Sea level statistics

Sea water level is measured at mareographs (tide gauges) along the Finnish coast. In Finland, the most important factor affecting sea level variations is wind, and extreme sea levels are thus measured during stormy weather. The variations also depend on location. Largest sea level variations occur in the ends of the bays; on the Finnish coast in the Bay of Bothnia and eastern Gulf of Finland. The variations are smallest in the central Baltic Sea, which means in Finland the Sea of Åland and the Archipelago Sea.

30-year statistics

The graphs below present statistics calculated from the sea level observations 1991–2020. The highest and lowest sea water levels from every station and the 30-year averages are presented as solid lines. The averages of the annual maxima and minima 1991-2020 are presented as dashed lines. The highest and lowest annual averages are presented as dotted lines. The values are calculated in two height systems. On the first graph the values are referenced to the theoretical mean water (MW) and on the second to the N2000-system. The N2000 system is based on precision levellings and fixed to land. On the other hand, the height system MW approximately follows the average sea level. The height systems differ from one another as the average sea level changes in relation to fixed land due to e.g. land uplift and global sea level rise.


The table below gives sea level extremes measured in Finland referenced to theoretical mean water. The last column tells the year the station has started to measure. When referenced to the theoretical mean water (MW), the extremes mainly consist of variations caused by weather conditions.

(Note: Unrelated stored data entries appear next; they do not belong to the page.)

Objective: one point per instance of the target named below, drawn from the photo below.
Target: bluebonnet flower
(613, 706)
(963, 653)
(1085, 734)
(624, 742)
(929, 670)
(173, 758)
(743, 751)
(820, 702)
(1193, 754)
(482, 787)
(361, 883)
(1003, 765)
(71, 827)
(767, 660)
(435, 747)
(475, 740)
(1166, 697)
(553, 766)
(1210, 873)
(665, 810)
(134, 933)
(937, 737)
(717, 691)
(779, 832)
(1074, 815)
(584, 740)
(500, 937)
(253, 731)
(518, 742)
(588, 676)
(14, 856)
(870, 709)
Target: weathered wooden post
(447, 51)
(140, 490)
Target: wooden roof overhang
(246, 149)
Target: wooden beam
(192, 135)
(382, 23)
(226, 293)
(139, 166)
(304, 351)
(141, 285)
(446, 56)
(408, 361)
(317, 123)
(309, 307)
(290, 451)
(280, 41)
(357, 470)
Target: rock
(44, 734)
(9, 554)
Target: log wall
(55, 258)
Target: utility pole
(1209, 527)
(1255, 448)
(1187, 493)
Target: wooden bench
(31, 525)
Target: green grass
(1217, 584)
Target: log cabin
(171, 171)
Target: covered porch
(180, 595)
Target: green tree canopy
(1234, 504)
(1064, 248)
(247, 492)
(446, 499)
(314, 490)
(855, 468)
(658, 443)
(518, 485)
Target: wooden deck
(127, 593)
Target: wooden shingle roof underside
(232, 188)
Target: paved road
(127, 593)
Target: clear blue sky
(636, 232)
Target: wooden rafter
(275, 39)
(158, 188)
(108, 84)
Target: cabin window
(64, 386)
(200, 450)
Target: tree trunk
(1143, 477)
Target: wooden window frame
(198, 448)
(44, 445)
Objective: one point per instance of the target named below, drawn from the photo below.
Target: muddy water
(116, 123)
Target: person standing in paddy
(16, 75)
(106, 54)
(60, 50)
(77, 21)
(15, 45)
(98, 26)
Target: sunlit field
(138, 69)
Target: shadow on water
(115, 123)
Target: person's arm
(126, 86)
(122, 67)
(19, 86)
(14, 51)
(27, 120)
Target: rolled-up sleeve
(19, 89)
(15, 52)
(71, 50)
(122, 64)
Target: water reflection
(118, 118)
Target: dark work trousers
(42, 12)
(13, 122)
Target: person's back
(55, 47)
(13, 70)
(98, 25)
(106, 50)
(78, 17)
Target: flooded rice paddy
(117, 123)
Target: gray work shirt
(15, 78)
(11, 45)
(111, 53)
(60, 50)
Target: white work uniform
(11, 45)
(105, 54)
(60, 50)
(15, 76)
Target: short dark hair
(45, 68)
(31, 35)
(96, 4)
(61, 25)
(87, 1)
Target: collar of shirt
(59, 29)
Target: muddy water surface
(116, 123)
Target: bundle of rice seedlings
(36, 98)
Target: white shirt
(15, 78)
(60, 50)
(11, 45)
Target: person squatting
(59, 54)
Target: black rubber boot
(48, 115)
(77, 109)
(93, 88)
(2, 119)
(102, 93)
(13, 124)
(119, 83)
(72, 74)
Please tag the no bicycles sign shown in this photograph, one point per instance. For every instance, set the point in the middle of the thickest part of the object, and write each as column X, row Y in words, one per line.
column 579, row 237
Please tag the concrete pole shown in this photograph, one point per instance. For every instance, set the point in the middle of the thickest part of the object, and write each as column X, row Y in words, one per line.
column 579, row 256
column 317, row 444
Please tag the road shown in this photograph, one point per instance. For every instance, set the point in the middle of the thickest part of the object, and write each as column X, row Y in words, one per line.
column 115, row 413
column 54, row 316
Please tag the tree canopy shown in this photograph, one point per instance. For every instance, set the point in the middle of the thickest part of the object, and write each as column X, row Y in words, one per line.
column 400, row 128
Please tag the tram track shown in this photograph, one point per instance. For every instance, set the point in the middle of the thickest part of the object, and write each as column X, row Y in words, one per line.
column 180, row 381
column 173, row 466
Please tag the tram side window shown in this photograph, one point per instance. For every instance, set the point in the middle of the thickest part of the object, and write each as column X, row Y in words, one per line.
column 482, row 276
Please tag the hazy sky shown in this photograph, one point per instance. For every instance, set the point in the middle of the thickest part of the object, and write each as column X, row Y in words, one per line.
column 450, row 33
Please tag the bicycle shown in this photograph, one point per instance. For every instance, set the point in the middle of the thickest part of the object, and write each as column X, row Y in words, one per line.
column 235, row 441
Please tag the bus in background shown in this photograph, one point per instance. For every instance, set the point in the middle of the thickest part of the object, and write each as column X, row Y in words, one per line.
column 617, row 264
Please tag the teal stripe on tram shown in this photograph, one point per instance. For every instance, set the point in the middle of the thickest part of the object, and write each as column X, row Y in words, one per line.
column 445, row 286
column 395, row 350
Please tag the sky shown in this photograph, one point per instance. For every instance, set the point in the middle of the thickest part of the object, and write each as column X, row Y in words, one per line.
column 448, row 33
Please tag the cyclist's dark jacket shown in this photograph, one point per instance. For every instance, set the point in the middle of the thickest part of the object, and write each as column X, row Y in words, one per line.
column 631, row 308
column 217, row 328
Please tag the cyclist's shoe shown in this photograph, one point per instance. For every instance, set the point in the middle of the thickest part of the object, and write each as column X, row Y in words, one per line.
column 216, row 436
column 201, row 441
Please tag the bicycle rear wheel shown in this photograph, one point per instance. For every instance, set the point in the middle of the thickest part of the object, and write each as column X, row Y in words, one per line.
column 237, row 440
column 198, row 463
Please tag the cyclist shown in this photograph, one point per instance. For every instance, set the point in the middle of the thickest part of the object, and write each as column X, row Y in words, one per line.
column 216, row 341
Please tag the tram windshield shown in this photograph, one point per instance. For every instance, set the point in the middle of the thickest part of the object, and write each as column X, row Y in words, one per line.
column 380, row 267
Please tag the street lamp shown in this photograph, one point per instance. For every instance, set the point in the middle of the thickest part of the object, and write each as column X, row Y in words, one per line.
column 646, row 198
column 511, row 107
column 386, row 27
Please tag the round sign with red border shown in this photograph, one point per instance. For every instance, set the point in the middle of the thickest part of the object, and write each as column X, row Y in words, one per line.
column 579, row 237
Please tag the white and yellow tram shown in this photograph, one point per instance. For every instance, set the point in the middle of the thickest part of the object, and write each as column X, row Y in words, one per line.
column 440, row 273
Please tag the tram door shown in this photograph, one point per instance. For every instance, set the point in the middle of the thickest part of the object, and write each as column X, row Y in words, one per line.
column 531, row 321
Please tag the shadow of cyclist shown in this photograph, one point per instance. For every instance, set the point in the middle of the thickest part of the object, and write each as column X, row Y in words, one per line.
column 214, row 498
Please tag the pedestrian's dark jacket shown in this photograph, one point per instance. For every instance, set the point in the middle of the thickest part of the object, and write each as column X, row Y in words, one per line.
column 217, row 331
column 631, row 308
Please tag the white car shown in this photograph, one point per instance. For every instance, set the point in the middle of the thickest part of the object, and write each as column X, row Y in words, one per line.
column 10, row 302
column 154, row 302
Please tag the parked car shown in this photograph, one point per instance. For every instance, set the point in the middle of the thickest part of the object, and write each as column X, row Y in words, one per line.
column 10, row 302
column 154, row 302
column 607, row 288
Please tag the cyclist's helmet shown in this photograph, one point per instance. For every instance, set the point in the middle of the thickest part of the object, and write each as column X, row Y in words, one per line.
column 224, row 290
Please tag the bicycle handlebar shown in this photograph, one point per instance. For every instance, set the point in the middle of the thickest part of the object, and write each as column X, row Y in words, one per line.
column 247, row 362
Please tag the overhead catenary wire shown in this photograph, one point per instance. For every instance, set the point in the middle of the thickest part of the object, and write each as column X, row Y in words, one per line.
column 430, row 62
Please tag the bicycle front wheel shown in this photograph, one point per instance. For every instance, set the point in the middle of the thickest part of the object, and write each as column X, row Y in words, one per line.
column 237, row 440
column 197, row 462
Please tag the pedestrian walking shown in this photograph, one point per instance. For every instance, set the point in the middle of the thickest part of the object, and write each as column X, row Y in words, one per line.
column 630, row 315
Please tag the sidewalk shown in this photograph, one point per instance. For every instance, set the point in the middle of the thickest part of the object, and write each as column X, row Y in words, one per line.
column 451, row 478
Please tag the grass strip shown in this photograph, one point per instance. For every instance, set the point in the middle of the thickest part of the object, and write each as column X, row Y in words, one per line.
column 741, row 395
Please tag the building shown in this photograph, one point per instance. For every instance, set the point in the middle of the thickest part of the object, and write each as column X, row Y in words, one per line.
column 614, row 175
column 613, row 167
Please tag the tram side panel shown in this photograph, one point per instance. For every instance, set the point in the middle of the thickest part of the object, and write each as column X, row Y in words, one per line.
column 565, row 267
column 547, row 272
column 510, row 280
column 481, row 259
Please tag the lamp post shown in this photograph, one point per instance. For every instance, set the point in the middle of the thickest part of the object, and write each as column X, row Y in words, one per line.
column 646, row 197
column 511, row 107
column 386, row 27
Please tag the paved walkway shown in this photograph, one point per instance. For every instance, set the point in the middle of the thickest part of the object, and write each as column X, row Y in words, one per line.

If referenced to other height systems like N2000 (= BSCD2000), the record would tell how high or low the water has been related to the fixed land . As the average sea level slowly changes in relation to the fixed land, such extremes are more time-dependent than those given in relation to the theoretical mean water (MW). Thus, the extremes that have occurred in the past decades might not represent the expected sea level variability of the present day and are not presented here.